Vision of nanotech as a scientific field

Some consider that the general concept of nanotechnology started with a talk that Richard P. Feynman, an American theoretical physicist, gave in 1959 at the California Institute of Technology (CalTech). In that talk, titled “There’s Plenty of Room at the Bottom,” Feynman offered up the possibility of working with and controlling the atoms and molecules that make up matter, which is essentially the bottom-up approach to nanotechnology.

Feynman was no one-trick pony; he also essentially reinvented quantum electrodynamics, which relates to how light and matter interact at the atomic level. His work changed the world’s understanding of how light is absorbed and emitted by electrons and how light is involved when electrons repel each other.

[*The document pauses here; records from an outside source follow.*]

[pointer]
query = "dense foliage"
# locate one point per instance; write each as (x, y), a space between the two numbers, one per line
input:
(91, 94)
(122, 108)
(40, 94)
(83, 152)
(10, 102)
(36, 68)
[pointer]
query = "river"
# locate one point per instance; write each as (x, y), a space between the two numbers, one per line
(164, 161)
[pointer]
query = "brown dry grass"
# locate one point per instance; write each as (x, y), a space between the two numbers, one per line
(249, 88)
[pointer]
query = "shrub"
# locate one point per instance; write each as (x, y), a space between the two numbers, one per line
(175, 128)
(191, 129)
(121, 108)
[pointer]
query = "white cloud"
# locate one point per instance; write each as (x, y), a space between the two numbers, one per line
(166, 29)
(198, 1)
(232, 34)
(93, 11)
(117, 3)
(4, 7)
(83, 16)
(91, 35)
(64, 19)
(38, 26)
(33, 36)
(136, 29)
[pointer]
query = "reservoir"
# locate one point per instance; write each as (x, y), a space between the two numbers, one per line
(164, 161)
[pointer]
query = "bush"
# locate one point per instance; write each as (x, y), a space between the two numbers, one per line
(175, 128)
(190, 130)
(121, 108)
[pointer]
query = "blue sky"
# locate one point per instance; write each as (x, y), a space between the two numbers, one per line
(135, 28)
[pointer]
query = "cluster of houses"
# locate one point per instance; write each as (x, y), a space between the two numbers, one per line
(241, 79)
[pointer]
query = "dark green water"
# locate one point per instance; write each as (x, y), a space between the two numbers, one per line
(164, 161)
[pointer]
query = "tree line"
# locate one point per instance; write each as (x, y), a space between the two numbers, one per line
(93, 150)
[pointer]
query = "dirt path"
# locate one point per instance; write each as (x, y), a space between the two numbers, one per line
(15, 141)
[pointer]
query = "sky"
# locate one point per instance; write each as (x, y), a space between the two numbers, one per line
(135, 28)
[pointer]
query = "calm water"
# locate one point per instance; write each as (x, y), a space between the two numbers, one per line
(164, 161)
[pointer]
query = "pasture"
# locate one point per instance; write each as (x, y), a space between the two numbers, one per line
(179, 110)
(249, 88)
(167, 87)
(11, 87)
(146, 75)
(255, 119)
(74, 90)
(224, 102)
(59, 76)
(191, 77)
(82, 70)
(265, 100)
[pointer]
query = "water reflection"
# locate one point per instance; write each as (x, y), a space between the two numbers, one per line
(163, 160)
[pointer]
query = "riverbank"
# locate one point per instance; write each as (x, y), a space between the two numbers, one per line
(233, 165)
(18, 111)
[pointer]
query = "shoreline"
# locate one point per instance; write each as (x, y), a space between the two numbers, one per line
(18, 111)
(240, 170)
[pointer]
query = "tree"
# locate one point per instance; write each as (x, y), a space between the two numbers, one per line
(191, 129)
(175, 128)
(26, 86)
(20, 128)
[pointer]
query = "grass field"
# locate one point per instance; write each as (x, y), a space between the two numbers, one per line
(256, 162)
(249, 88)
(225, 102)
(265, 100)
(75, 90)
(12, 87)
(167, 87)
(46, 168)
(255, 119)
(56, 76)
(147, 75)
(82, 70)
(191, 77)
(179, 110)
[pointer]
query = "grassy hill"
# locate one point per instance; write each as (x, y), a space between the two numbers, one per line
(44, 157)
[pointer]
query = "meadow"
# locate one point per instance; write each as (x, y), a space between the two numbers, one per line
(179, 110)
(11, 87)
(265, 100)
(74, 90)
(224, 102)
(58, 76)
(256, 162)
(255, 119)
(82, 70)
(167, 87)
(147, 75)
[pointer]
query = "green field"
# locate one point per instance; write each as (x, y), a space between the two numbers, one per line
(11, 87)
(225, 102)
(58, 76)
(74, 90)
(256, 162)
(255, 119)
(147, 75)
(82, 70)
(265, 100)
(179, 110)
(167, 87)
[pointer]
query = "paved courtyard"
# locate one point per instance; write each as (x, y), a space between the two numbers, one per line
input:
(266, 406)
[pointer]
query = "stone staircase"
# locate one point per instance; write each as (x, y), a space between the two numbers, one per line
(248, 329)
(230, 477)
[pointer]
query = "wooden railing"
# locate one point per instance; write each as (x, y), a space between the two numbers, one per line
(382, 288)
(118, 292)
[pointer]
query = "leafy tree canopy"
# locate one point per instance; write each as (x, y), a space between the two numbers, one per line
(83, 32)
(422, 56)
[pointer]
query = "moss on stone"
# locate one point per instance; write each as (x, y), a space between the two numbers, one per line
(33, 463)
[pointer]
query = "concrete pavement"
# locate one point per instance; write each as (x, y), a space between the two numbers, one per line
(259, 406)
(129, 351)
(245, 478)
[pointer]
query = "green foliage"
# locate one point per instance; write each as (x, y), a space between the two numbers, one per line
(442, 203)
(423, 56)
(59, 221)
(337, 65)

Feynman was co-awarded the Nobel Prize for Physics in 1965 for this work.

People have debated whether Feynman was really instrumental in bringing the idea of working with matter at the nanoscale to the forefront. The scientific community didn’t seem to take much notice of his talk in the 20 years or so after he gave it. It wasn’t until a seminal work on nanotechnology, Engines of Creation by Eric Drexler, came out in 1986 that Feynman’s talk received this kind of credit.

Feynman’s speech, in which he asked, "What would happen if we could arrange the atoms one by one the way we want them?", did a good job of stating the possibilities of the nanoscale world, and so it marks a notable point in nanotechnology’s timeline. In addition, Feynman’s interest in nanotechnology and his stature in the scientific community played a role in securing nanotechnology funding years after his talk.